Al multiplicar tales responsabilidades por los más de 1.000 establecimientos en 100 países que posee el grupo Starwood Hotels & Resorts, se puede comenzar a entender el alcance de su cargo como vicepresidente y director Ejecutivo de Marca en una de las compañías hoteleras líderes en el mundo.

Con un portfolio de productos que incluye, además de Sheraton, a hoteles como Westin, St. Regis, W, The Luxury Collection y Le Méridien entre otros, el grupo norteamericano se recuperó más rápido de lo esperado de las caídas en ocupación debido a la crisis financiera de 2009. Parte del mérito se lo lleva la agresiva estrategia de expansión de marcas que impulsa McAveety en mercados emergentes como China, India o la región de América latina.

Con más de 20 años de experiencia en marketing y publicidad, el ejecutivo entiende como pocos lo que es el valor de una marca: cuenta con nueve años de trayectoria en Nike, donde dirigió el área de marketing para los mercados de Europa, Medio Oriente y Asia, y luego asumió un cargo directivo en Camper International, el holding de la mítica firma de zapatos mallorquines, donde desarrolló el plan de crecimiento de la marca de calzado e indumentaria.

De aquel pasado y de su actualidad laboral se desprenden sus dos pasiones cuando está fuera de la oficina: el deporte y los viajes. Como buen irlandés, es fanático del fútbol y confiesa que cuando no lo está viendo, “está viajando para ver fútbol”. De paso por Buenos Aires, en medio de una gira por América latina, junto a ejecutivos senior de Starwood para anunciar seis nuevos emprendimientos en la región y evaluar futuros desarrollos hoteleros, Mc Aveety dialogó con MANAGEMENT.

¿Cuál es su estrategia a la hora de gestionar nueve marcas de hoteles diferentes?
Nuestro enfoque siempre tiene que ver con pensar en el huésped y sus necesidades. Y a partir de ahí crear productos que respondan a esas necesidades. Sabemos que una misma persona puede tener distintas expectativas como consumidor, ya que puede estar en un viaje de trabajo o de vacaciones, en familia o con amigos. Entonces, nos gusta tener disponibles una serie de experiencias que puedan cubrir todas esas necesidades. Por ejemplo: con la marca St. Regis nuestro target es el connoisseur, es decir una persona que está acostumbrada a lo mejor y que espera lo mejor en términos de servicio, hospedaje y gastronomía. Si pensamos en un producto como la marca W, vemos que el huésped espera vivir un momento social, que se ofrece en los bares y restaurantes del hotel.
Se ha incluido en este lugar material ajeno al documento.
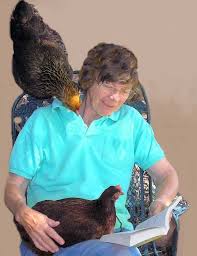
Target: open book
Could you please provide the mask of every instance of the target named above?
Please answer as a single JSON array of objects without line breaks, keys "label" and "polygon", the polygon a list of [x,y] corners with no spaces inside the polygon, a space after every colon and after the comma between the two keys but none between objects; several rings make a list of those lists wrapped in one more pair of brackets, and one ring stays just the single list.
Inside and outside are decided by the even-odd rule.
[{"label": "open book", "polygon": [[104,235],[100,240],[125,246],[141,246],[167,235],[170,228],[172,210],[178,205],[181,196],[177,197],[167,208],[144,222],[138,224],[134,231]]}]

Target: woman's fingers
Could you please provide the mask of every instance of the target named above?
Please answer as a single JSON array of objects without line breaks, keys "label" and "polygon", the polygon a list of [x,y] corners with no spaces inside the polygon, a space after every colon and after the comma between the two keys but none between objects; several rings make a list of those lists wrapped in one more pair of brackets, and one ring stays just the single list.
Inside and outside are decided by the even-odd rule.
[{"label": "woman's fingers", "polygon": [[49,227],[46,229],[46,234],[55,240],[58,244],[63,245],[65,243],[64,239],[52,228],[58,226],[60,224],[59,221],[54,221],[48,218],[47,223]]},{"label": "woman's fingers", "polygon": [[42,251],[55,253],[59,250],[58,246],[44,233],[33,233],[31,238],[35,246]]}]

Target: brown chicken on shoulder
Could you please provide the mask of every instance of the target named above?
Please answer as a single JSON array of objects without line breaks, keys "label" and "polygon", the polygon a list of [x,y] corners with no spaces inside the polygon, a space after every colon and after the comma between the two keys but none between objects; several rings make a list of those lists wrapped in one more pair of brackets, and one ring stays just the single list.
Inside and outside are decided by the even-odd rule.
[{"label": "brown chicken on shoulder", "polygon": [[79,90],[60,35],[50,28],[32,4],[19,1],[12,12],[12,72],[22,90],[36,98],[56,96],[71,110],[80,106]]},{"label": "brown chicken on shoulder", "polygon": [[[116,222],[115,202],[122,194],[119,185],[110,186],[96,200],[81,198],[47,200],[37,203],[33,209],[60,221],[54,229],[65,240],[63,247],[67,247],[112,233]],[[37,249],[23,226],[16,220],[14,222],[22,240],[30,249],[39,256],[52,255]]]}]

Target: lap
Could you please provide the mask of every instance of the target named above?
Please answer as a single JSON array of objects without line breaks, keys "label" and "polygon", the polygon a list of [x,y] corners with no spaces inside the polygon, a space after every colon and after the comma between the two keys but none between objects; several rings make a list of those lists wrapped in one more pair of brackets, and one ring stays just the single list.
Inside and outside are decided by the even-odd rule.
[{"label": "lap", "polygon": [[[35,256],[24,243],[20,246],[21,256]],[[88,240],[67,248],[60,248],[55,256],[140,256],[135,247],[105,243],[100,240]]]}]

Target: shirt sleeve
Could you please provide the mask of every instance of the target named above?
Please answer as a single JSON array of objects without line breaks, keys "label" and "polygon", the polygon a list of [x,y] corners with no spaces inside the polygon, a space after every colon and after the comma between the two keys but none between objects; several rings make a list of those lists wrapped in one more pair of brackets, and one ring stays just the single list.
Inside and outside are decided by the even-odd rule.
[{"label": "shirt sleeve", "polygon": [[9,159],[9,172],[32,179],[39,169],[43,153],[40,145],[41,139],[37,136],[37,113],[33,113],[20,131]]},{"label": "shirt sleeve", "polygon": [[164,151],[155,138],[152,127],[141,115],[138,116],[137,126],[135,127],[134,141],[135,163],[143,170],[147,170],[165,157]]}]

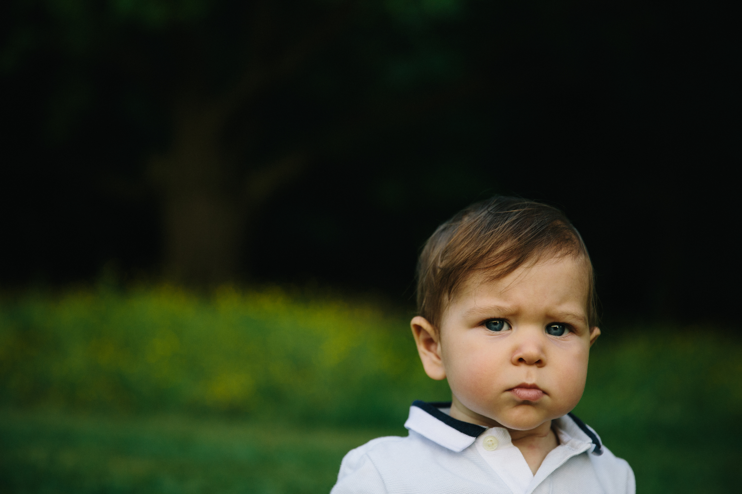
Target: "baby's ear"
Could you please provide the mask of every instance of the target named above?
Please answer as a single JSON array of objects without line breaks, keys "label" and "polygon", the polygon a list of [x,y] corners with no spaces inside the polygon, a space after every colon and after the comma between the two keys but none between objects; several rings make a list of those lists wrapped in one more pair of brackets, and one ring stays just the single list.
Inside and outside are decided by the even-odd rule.
[{"label": "baby's ear", "polygon": [[410,321],[422,366],[425,374],[436,381],[446,378],[446,369],[441,358],[440,335],[430,321],[421,316],[415,316]]},{"label": "baby's ear", "polygon": [[597,326],[594,326],[593,327],[590,328],[590,346],[593,346],[593,343],[595,343],[595,340],[598,339],[599,336],[600,336],[600,328],[599,328]]}]

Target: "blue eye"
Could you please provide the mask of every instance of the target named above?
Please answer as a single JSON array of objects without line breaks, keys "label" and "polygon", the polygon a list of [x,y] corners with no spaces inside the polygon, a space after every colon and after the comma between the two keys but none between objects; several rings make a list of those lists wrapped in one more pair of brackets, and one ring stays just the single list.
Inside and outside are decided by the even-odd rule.
[{"label": "blue eye", "polygon": [[554,323],[546,326],[546,332],[551,336],[563,336],[565,333],[569,332],[569,328],[567,327],[566,324]]},{"label": "blue eye", "polygon": [[485,327],[490,331],[504,331],[510,329],[510,324],[502,319],[492,319],[485,323]]}]

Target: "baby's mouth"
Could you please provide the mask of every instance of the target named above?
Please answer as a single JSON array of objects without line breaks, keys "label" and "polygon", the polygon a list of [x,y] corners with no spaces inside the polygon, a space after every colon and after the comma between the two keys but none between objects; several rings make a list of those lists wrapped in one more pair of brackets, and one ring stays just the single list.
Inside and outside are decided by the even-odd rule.
[{"label": "baby's mouth", "polygon": [[528,401],[536,401],[545,394],[536,384],[519,384],[514,388],[508,389],[508,391],[521,400],[526,400]]}]

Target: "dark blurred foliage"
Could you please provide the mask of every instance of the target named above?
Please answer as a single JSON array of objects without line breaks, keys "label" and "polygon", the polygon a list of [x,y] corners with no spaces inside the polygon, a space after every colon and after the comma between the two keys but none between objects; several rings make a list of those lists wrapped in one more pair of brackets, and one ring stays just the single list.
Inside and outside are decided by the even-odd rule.
[{"label": "dark blurred foliage", "polygon": [[[608,318],[731,320],[741,157],[731,2],[0,8],[6,286],[91,280],[113,265],[129,278],[178,276],[166,212],[188,175],[171,158],[183,140],[178,102],[217,101],[255,67],[284,61],[229,107],[218,180],[188,175],[229,204],[248,183],[252,199],[230,223],[236,260],[186,281],[316,280],[408,300],[436,225],[509,194],[573,220]],[[157,168],[162,157],[169,168]]]}]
Y, en el caso de Sheraton, nuestra marca más grande y tradicional, establecida en la Argentina desde 1972, vemos un producto que abarca generaciones y culturas enteras. En el Sheraton, podés encontrar viajes de negocios o culturales. Hay eventos personales y eventos globales. Tenemos unas 12.000 bodas al año en estos establecimientos y, a la vez, alojamos las cumbres del G-20.
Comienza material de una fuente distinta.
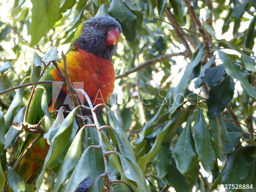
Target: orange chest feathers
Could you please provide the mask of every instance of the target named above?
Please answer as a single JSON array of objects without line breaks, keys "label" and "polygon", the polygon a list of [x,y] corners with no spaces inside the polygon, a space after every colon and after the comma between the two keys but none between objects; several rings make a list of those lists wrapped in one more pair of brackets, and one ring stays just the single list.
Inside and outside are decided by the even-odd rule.
[{"label": "orange chest feathers", "polygon": [[[83,89],[94,105],[106,103],[114,87],[115,71],[112,63],[91,53],[79,51],[72,51],[66,55],[72,84],[75,89]],[[63,62],[58,65],[63,70]],[[56,69],[50,74],[55,80],[61,80]],[[81,96],[78,96],[81,100]]]}]

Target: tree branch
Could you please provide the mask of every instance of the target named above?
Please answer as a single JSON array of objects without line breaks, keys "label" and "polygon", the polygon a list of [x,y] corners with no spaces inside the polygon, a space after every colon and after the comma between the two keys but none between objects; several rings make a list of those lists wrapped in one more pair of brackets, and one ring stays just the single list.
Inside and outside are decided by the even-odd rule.
[{"label": "tree branch", "polygon": [[167,55],[162,55],[160,56],[160,57],[155,58],[151,60],[146,60],[145,62],[144,62],[143,63],[138,66],[137,67],[136,67],[130,70],[126,71],[126,72],[124,72],[121,75],[118,75],[116,76],[116,79],[120,79],[121,78],[126,77],[130,75],[131,73],[136,72],[137,71],[139,71],[139,70],[143,69],[147,66],[150,66],[151,65],[153,65],[156,63],[157,62],[159,62],[165,59],[167,59],[169,58],[177,56],[180,56],[180,55],[182,55],[184,56],[186,56],[187,55],[187,52],[186,51],[184,51],[183,52],[179,52],[179,53],[170,53],[168,54]]},{"label": "tree branch", "polygon": [[2,94],[3,94],[4,93],[9,92],[10,91],[14,91],[14,90],[15,90],[18,89],[23,88],[25,88],[26,87],[33,86],[35,84],[52,84],[53,82],[58,83],[59,82],[53,81],[42,81],[37,82],[35,84],[29,83],[20,84],[19,86],[13,87],[13,88],[11,88],[10,89],[7,89],[7,90],[4,90],[4,91],[0,92],[0,95]]}]

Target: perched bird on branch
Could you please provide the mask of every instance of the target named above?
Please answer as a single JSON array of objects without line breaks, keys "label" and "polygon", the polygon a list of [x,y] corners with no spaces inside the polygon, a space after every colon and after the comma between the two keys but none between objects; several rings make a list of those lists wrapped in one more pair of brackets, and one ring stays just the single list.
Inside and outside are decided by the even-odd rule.
[{"label": "perched bird on branch", "polygon": [[[121,31],[120,24],[111,17],[97,16],[92,18],[79,26],[66,54],[71,82],[75,87],[76,83],[79,84],[78,88],[86,91],[94,105],[105,103],[109,95],[113,91],[115,72],[112,62],[112,56]],[[63,62],[57,64],[63,70]],[[52,66],[41,80],[61,81],[58,73],[57,69]],[[55,93],[56,89],[53,85],[46,84],[43,87],[47,92],[50,111],[58,110],[65,104],[68,95],[66,88],[62,87],[58,93]],[[42,89],[38,89],[34,95],[28,116],[27,122],[29,124],[38,123],[44,116],[41,109],[43,92]],[[53,97],[55,98],[54,102]],[[87,100],[80,99],[80,103],[87,105]],[[66,104],[65,108],[67,110],[72,110],[69,104]],[[26,134],[26,140],[17,156],[18,159],[38,136]],[[16,166],[15,170],[27,182],[35,183],[36,176],[44,165],[49,147],[46,140],[41,138],[30,147]]]}]

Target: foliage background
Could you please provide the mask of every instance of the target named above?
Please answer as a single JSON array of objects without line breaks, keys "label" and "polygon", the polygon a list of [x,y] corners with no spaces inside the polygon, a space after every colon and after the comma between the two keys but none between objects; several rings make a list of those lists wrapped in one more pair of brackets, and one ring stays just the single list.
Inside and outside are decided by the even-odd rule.
[{"label": "foliage background", "polygon": [[[231,191],[255,191],[254,1],[6,0],[0,5],[1,91],[30,75],[34,53],[42,56],[53,46],[67,51],[81,22],[103,14],[120,23],[115,97],[99,119],[117,130],[110,139],[102,133],[106,148],[120,153],[108,159],[111,176],[127,184],[115,185],[115,191],[209,191],[221,183],[253,187]],[[6,164],[22,141],[10,126],[23,121],[31,89],[19,90],[0,95],[0,190]],[[87,131],[94,135],[93,128]],[[83,159],[97,167],[90,175],[95,179],[104,169],[102,154],[90,150],[83,153],[99,156]],[[59,167],[49,166],[37,189],[52,191]],[[134,172],[125,174],[127,167]],[[67,185],[72,172],[64,178]],[[10,185],[21,182],[8,173]]]}]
¿Por qué, teniendo una marca tan establecida a nivel global, como Sheraton, el grupo lanza nuevos productos al mercado permanentemente?
Es algo que hay que hacer. Solemos decir que nuestros huéspedes se están volviendo cada vez más sofisticados. En su vida diaria, se enfrentan a un gran abanico de diferentes productos y es por eso que cuando entran a un hotel esperan ver gran diseño, quieren un servicio estupendo y quieren conexión digital, porque esas son cosas que ven en otros aspectos de sus vidas. Y es por eso que tenemos que estar actualizados siempre con respecto a las tendencias de los consumidores, aunque nunca hay que olvidar nuestro aspecto fundacional, que es de la hospitalidad y el hecho de hacerlos sentir a todos como que pertenecen a ese lugar.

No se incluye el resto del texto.